The next was the form of a large folio, a monumental book for consultation and study in the home. This latter type was never printed and is only found in manuscript form in library collections and is much richer than all those that can be found at book dealers and antiquarians. A large number of manuscripts offer extraordinary information, but it is necessary to unearth them as well as be able to read and transcribe them, which is no small matter given the fact that the texts are by nature obscure, encrypted, crammed with symbols and letters, spells and Kabbalistic words whose meaning has yet to be deciphered. An example would be the ANANIZAPTA. This is the acrostic of the spell: Antidotum Nazareni Auferat Necem Intoxicationis Sanctificet Alimenta Poculaque Trinitas Amen. To create the magic word, the initial letter was taken from this phrase that means: "Antidote of the Nazarene who delivers us from death by poison; may the Trinity bless food and drink! Amen." One of the most prevalent domains in medieval magic is the one connected with feelings, love especially. There are numerous recipes for these in the grimoires that rely on magical signs, sometimes written with one''s own blood (n° 85) or that of an animal (n° 91), sometimes by burning the cloth on which they were written (n° 87), as the combustion allegedly inflamed the targeted individual with love, sometimes by calling upon astral magic (n° 87), sometimes by relying on talismans that one carries personally or places in the targeted individual''s house.

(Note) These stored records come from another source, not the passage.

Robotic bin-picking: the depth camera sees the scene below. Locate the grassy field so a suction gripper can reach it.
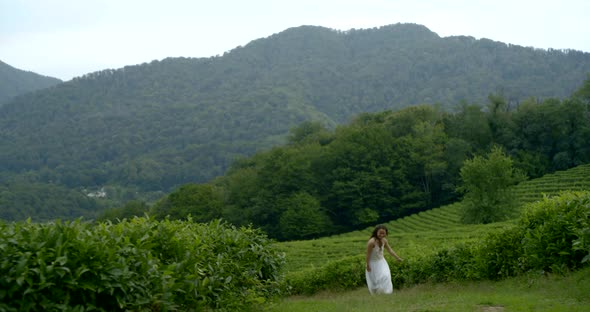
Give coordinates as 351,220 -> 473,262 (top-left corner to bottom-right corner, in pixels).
269,164 -> 590,312
267,267 -> 590,312
277,164 -> 590,272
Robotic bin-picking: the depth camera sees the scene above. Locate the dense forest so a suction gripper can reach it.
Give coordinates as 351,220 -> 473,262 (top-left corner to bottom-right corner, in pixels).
0,24 -> 590,221
113,80 -> 590,240
0,61 -> 62,105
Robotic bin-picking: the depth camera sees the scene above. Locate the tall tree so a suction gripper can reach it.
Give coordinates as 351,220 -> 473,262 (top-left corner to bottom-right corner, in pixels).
459,146 -> 526,223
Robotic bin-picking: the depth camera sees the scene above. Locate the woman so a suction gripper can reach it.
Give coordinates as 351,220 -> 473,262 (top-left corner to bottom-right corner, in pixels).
365,225 -> 402,294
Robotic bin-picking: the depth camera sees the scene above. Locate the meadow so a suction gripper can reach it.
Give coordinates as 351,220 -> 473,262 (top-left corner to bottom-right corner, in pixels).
272,165 -> 590,311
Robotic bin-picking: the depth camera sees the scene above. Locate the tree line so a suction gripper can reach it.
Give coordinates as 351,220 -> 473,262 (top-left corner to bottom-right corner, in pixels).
102,80 -> 590,240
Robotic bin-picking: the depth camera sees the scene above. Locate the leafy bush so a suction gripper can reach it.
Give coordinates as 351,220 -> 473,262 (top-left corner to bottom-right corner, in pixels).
0,218 -> 284,311
285,256 -> 365,295
285,192 -> 590,294
519,192 -> 590,271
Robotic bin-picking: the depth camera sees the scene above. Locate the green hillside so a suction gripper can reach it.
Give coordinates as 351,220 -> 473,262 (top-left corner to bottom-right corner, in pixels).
278,164 -> 590,272
0,61 -> 62,105
0,24 -> 590,219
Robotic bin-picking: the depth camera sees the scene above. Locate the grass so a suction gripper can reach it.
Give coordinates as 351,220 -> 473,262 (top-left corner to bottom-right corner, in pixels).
265,267 -> 590,312
268,164 -> 590,312
276,164 -> 590,272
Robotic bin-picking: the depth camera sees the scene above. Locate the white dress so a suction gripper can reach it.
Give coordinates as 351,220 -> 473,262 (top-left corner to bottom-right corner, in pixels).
365,246 -> 393,294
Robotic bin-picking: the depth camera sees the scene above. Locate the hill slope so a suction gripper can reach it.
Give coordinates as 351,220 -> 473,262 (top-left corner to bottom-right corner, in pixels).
0,61 -> 62,105
0,24 -> 590,218
277,164 -> 590,271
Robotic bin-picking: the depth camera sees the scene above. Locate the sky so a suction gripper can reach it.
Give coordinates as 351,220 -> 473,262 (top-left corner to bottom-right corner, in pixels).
0,0 -> 590,81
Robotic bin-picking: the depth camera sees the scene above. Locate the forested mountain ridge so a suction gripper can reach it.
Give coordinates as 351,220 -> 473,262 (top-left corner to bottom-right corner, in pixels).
0,24 -> 590,221
0,61 -> 62,105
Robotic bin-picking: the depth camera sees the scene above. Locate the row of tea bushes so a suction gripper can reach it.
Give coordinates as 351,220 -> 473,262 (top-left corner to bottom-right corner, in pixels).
285,192 -> 590,294
0,217 -> 284,311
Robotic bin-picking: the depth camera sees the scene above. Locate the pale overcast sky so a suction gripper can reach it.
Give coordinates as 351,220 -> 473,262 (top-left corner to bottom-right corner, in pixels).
0,0 -> 590,80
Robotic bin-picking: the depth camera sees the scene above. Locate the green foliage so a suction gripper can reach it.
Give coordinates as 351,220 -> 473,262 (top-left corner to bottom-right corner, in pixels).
285,256 -> 365,295
279,192 -> 332,239
96,200 -> 150,222
280,191 -> 590,294
459,147 -> 525,224
520,192 -> 590,272
0,218 -> 284,311
0,61 -> 61,105
0,24 -> 590,221
150,184 -> 223,222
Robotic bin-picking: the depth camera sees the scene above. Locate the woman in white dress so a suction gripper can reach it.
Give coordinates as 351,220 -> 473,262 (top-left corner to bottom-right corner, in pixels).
365,225 -> 402,294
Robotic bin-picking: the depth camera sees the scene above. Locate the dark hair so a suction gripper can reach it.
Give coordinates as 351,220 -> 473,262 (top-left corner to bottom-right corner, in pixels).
371,224 -> 389,239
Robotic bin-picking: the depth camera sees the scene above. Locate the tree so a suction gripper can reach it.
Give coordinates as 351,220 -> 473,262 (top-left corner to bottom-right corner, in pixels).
458,146 -> 526,224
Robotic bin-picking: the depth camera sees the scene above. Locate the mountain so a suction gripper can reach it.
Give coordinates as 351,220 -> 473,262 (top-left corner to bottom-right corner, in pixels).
0,61 -> 62,105
0,24 -> 590,218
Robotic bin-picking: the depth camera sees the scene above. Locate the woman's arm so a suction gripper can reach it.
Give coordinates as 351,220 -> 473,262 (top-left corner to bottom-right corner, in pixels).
384,239 -> 403,261
365,238 -> 375,272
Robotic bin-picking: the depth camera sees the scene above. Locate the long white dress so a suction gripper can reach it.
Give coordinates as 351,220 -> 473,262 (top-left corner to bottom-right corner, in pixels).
365,246 -> 393,294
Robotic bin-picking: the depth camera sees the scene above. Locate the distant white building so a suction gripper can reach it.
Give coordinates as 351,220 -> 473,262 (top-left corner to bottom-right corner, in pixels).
86,188 -> 107,198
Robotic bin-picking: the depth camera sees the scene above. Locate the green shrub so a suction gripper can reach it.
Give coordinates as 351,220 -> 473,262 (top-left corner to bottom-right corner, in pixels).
519,192 -> 590,271
285,256 -> 365,295
0,218 -> 284,311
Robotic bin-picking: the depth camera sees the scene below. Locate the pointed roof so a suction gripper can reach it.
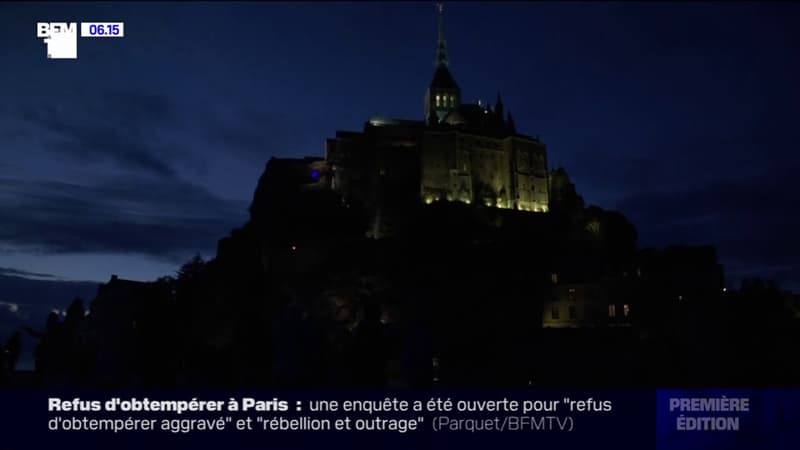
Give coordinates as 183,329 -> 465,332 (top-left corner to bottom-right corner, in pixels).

Because magic compelled the intervention of supernatural forces, which took shape as angels or demons, it was absolutely imperative to know their names if you wanted to order them to do something for you. It so happens that a different angel and demon exist for every hour of the day and night, and they are also different for each day of the week, which gives us a total of one hundred sixty-eight angels and one hundred sixty-eight demons! We also must add to this the angels of the cardinal points--five to the east, six to the west, six to the north, and six to the south--and those of the seasons. All or almost all of them have exotic names that hinder their easy memorization, hence common appearance of the long lists, which acted as a kind of memory aid. This holds equally true for God whose real name is concealed among others, most often a total of seventy-two. Here, mages use numbers to discover it. Magic requires a long apprenticeship, and this is also why the iconography has frequently fixed the features of the magician as those of an elderly man. And even when this knowledge has been gained, it is still necessary to respect its prescriptions to the letter. They concern time and place because the configuration of the heavenly bodies plays a primordial role.

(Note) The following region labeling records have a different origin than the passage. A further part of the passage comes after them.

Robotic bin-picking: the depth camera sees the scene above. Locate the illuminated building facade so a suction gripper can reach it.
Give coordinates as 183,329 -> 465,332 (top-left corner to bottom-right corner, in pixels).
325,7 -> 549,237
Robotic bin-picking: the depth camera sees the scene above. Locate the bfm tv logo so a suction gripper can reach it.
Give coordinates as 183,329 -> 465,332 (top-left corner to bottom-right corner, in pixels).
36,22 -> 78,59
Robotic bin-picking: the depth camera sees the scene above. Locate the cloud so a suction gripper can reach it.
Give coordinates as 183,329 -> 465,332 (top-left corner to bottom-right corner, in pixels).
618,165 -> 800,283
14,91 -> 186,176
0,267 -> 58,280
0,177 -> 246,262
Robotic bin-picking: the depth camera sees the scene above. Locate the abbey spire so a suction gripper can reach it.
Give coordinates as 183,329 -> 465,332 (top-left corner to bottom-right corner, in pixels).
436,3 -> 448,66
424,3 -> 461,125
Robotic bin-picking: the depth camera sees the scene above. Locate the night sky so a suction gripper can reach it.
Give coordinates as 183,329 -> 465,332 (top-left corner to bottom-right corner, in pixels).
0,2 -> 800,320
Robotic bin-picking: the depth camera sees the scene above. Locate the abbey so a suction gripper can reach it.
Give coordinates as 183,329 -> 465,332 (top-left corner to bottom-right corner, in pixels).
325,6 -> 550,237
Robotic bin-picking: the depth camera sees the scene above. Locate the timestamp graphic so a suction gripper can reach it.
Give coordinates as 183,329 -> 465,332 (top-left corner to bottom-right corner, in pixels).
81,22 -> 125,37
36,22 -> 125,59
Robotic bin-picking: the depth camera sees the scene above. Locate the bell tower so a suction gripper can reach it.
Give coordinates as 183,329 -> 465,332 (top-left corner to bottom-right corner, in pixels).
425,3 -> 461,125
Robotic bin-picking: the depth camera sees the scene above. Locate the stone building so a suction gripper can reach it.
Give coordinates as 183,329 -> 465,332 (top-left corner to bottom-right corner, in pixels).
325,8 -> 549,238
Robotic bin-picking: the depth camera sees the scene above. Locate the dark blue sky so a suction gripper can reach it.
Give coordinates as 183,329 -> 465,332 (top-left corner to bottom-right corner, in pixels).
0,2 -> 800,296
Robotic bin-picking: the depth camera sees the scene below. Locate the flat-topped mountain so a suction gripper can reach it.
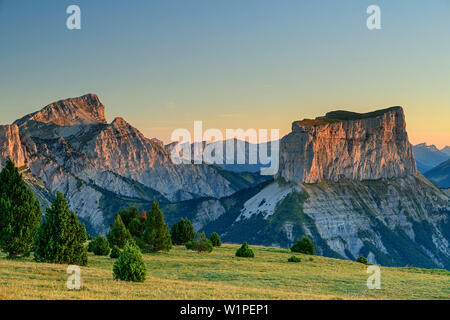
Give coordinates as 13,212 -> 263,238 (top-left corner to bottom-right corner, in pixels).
163,107 -> 450,269
278,107 -> 416,183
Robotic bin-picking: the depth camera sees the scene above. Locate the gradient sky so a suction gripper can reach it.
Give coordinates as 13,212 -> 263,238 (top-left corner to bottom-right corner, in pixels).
0,0 -> 450,147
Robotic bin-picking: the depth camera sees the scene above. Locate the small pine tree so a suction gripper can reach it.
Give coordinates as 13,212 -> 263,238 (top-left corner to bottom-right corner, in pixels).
209,232 -> 222,247
291,236 -> 315,255
34,192 -> 87,266
171,218 -> 195,245
106,214 -> 131,248
185,232 -> 213,252
142,200 -> 172,252
288,256 -> 302,262
88,239 -> 95,252
119,206 -> 139,228
0,160 -> 42,259
93,235 -> 111,256
356,255 -> 368,264
128,218 -> 145,238
109,245 -> 120,259
236,242 -> 255,258
113,243 -> 147,282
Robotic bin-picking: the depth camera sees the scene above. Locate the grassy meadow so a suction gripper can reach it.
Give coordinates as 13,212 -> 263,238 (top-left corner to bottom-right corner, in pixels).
0,244 -> 450,300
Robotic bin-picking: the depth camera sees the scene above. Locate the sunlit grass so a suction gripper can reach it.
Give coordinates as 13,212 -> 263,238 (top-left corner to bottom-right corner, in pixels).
0,245 -> 450,299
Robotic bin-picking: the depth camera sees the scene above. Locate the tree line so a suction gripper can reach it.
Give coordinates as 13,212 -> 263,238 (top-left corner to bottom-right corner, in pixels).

They concern the officiating individual, who should, for example, be chaste, clean, clad in certain garments, and have gone to a specific place with these or those objects. Any changes whatsoever to a transmitted spell of ritual amounts to annulling its power. It was even said that the simple fact of revealing it to a non-initiate would make it inoperable. Henry-Cornelieus Agrippa writes in his treatise of Occult Philosophy (III,1): Every magic experiment abhors the public, seeks to be concealed, is strengthened by silence but destroyed by declaration, and its complete effect does not follow because all one advantages have been lost by exposing it to babblers and non-believers.